В июне 1603 года счастливый случай представился. Правитель Филиппин решил направить посольство к японскому королю в ответ на его дружественное послание, и я был включен в его состав, но не в качестве проповедника, а как переводчик. Течение влекло наше судно на север, и через месяц я наконец увидел на горизонте вожделенную Японию. Над морем летали птицы. Множество рыбацких суденышек качалось на волнах, сверкавших в лучах летнего солнца. Через некоторое время вдали появились очертания острова, покрытого мягкими, пологими холмами. Это и была Япония. Казалось, в такой благодатной стране не могут преследовать христиан.
Однако стоило нам войти в бухту, как нас тотчас же окружили лодки. Надменный чиновник в сопровождении вооруженных ружьями солдат поднялся на борт нашего корабля. Нас, словно преступников, проводили под конвоем на берег, и после долгого ожидания на раскаленном побережье мы наконец убедили их, что являемся посланниками губернатора Филиппин. Высадились мы в бухте Адзиро, неподалеку от Эдо, где была резиденция правителя Японии.
Глядя сейчас на колеблющееся пламя свечи, я вспоминаю покрытый мягкими холмами остров, море, омывающее Японию. Она представлялась мне воплощением спокойствия и мира. Тогда я подумал, что эта земля достойна слов Господа: «Блаженны кроткие, ибо они наследуют землю».

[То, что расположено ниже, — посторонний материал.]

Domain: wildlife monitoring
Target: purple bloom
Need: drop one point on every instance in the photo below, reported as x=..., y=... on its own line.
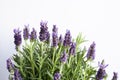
x=33, y=35
x=115, y=76
x=57, y=76
x=10, y=65
x=55, y=29
x=91, y=52
x=54, y=36
x=60, y=39
x=44, y=33
x=17, y=37
x=17, y=75
x=26, y=32
x=64, y=57
x=67, y=40
x=72, y=48
x=101, y=73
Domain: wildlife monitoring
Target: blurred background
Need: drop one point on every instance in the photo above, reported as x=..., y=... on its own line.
x=98, y=20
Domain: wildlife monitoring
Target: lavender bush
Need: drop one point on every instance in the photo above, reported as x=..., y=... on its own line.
x=45, y=57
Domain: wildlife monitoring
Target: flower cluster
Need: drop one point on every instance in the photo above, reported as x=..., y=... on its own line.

Однако подлинная Япония не была кроткой. Я вспоминаю старика, сидевшего в бархатном кресле во внутренних покоях эдоского замка, куда нас привели. Эдо — город, не уступающий своим порядком многим европейским столицам. Там, где живут даймё и самураи, тянутся длинные черные ограды, такой же черный ров окружает величественный угрожающе-мрачный замок. Внутренние покои замка, куда нас привели, в отличие от королевского дворца в Мадриде, представляли собой хитроумное переплетение полутемных галерей, с множеством раздвижных перегородок, украшенных поблекшими золотыми рисунками. Пройдя по бесчисленным галереям, напоминающим ходы в муравейнике, мы наконец увидели невысокого старика лет шестидесяти, сидящего в бархатном кресле. Он принимал самого могущественного князя Японии — а тот, точно раб, ползал перед ним по полу и кланялся так низко, будто целовал землю. Старик пристально посмотрел на нас и что-то сказал. Вопросы задавал секретарь, стоявший шагах в пятидесяти от правителя. Из его слов явствовало, что правитель желает торговать не только с Филиппинами, но и с Новой Испанией, желает, чтобы в Японию приехали испанские рудокопы. Посланники обещали сообщить об этом в Маниле.
Посольство покинуло Японию, а я, переговорив с братьями нашего ордена, уже довольно давно живущими в Японии, остался в Эдо. Предлогом была необходимость завершить дела, не законченные посольством, а в дальнейшем выполнять роль переводчика. Японцы знали, что я христианский священник, поэтому секретарь строго напомнил мне, что правитель еще в 1602 году направил послание в Манилу, в котором сказано, что иностранцам разрешается жить в Японии, но воспрещается проповедовать чуждую Японии религию.
Но я не пал духом. Под предлогом строительства в Асакусе скромной больницы для прокаженных я вместе с двумя своими товарищами, ухаживая за больными, тайно распространял веру. Скрывавшиеся японские верующие стали приходить ко мне — с этого началась моя миссионерская работа, но такая осторожная деятельность не отвечала моим идеалам. Я все время помнил о старике в бархатном кресле в дальних покоях замка, жаждавшем завязать торговые отношения с Новой Испанией.